Un dron sobrevuela Valle de Bravo.

En tierra, nadie dice nada.

Después, alguien se apresura a explicar: no es militar, no es hostil, no es invasión… es “apoyo”.

Y entonces entendemos que la verdadera diplomacia ya no se firma: se sobrevuela.

El dron MQ-9B Guardian, de fabricación estadounidense, orbitó durante horas sobre una de las zonas más delicadas del Estado de México. No es un dron cualquiera: tiene capacidad de reconocimiento, pero también de ataque. Despegó desde Texas, llegó sin anuncio oficial, y fue detectado por plataformas civiles de rastreo. A la narrativa oficial le tomó casi un día reaccionar. El Secretario de Seguridad federal aclaró que se trataba de una operación conjunta, a solicitud del gobierno mexicano.
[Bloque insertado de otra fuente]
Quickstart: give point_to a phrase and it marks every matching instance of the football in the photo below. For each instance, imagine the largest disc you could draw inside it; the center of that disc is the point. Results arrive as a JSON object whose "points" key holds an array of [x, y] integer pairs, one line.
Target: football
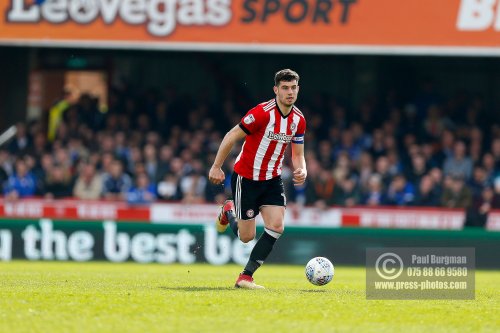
{"points": [[319, 271]]}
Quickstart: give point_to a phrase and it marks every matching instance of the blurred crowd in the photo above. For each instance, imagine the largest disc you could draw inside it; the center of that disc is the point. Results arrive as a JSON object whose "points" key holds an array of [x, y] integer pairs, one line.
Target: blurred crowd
{"points": [[151, 145]]}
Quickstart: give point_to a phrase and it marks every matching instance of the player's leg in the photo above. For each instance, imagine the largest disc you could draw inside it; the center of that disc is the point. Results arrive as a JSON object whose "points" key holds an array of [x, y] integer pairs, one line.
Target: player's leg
{"points": [[272, 207], [239, 214]]}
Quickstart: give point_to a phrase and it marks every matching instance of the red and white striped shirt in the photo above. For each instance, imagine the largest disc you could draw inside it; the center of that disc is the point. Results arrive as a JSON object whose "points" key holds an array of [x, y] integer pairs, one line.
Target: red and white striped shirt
{"points": [[268, 134]]}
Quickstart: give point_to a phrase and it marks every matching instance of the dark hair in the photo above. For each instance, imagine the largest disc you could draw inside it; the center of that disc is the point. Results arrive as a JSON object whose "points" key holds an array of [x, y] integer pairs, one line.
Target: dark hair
{"points": [[285, 75]]}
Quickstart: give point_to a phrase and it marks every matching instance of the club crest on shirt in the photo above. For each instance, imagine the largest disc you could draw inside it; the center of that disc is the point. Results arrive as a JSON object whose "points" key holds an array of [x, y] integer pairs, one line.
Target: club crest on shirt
{"points": [[282, 137], [249, 119]]}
Pero no mencionó cuál agencia pidió el vuelo, ni qué autoridad lo autorizó.

Mientras tanto, el sobrevuelo coincidía con tres hechos clave:

1. La entrega de 26 capos del narcotráfico mexicano a Estados Unidos, como parte de una “cooperación bilateral”.

2. La actualización de la alerta de viaje estadounidense, que ahora etiqueta a 30 estados mexicanos como zonas de posible terrorismo.

3. La revelación de que Donald Trump firmó una directriz secreta para autorizar el uso de fuerza militar contra cárteles designados como organizaciones terroristas extranjeras.

A eso se le llama contexto. O, si se prefiere, coreografía del poder.

Nos han entrenado para entender la soberanía como algo físico: una línea en el mapa, una bandera en lo alto. Pero el siglo XXI la redefine como un silencio estratégico. Hoy, la soberanía es lo que se negocia. Lo que se permite. Lo que se calla.

En México, la soberanía se mantiene mientras el dron sea “de apoyo”.